Saturday, June 30, 2012

When Does the Job Interview Truly Begin?

On the surface, this may seem like a silly question. Of course the interview begins once you sit down to talk with your potential employer, right? Not really; the interview truly begins much earlier. If you don't pay attention to these key details before you even start the interview, it may make no difference how much you prepare for the questions you are asked.

Quite honestly, the interview begins the moment you submit your application for employment and does not end until you receive the job offer. Here are some details you may not have thought of before.

  • Manage your first impressions. As a candidate, our resume usually makes the first impression for us. Ensure your resume is professional, compelling, and clearly states the value you can offer an employer.
  • Every contact you have with the employer makes an impression.
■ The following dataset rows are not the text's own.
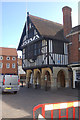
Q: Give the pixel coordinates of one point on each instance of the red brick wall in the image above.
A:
(73, 49)
(10, 70)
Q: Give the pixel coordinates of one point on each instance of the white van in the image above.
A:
(10, 83)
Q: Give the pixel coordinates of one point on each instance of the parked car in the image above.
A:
(10, 83)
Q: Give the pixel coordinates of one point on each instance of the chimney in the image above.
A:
(67, 22)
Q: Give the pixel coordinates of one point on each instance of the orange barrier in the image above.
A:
(57, 106)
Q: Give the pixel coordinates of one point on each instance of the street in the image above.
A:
(21, 105)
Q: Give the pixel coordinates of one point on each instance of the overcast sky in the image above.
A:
(14, 17)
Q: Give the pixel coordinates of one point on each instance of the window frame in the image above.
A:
(14, 64)
(13, 58)
(7, 58)
(0, 57)
(7, 64)
(1, 65)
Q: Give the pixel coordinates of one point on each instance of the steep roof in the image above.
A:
(47, 28)
(8, 51)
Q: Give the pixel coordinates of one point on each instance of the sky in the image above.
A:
(13, 16)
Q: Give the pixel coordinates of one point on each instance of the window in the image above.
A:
(8, 65)
(1, 65)
(1, 57)
(58, 47)
(65, 48)
(13, 58)
(13, 65)
(79, 37)
(35, 32)
(23, 50)
(8, 58)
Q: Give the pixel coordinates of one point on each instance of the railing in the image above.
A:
(57, 59)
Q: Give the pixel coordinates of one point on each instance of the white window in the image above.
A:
(65, 48)
(79, 37)
(1, 65)
(13, 58)
(23, 50)
(13, 65)
(1, 57)
(8, 65)
(8, 58)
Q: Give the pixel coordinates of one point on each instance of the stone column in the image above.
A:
(34, 81)
(53, 82)
(67, 80)
(74, 78)
(42, 82)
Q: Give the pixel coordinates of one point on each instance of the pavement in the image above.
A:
(21, 105)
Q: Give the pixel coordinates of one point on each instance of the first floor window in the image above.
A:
(1, 57)
(8, 65)
(8, 58)
(1, 65)
(13, 58)
(13, 65)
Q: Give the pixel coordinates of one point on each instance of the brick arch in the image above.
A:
(47, 84)
(44, 70)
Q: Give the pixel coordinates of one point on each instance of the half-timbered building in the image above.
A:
(45, 53)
Proactively manage all the impressions an employer has of you from the very start. Things such as an error-free resume, a professionally addressed cover letter, and even the paper you choose (when mailing or hand delivering the resume) can make a difference for you.
  • Think about the impression you will be making when the potential employer calls you. Don't answer your phone in a noisy environment such as in the car with your three kids laughing and screaming in the background or in a busy restaurant.
  • The employer will happily leave a voice mail - as long as your voice mail greeting is professional and appropriate. Turn off the musical ringtone and take your kids singing "Old MacDonald" off your voice mail until you receive that job offer.
  • Be polite to EVERYONE you meet once you arrive for the interview. The parking attendant, the door man, and the receptionist are often asked for their opinion of how you treated them before a hiring decision is made. Make sure they have nothing but positive things to say about your courtesy and professionalism.
  • Wait patiently in the lobby. Sit up straight, don't pace, don't talk on the phone, and don't chew gum. You never know who may be watching you while you wait to see if you are nervous or unprofessional.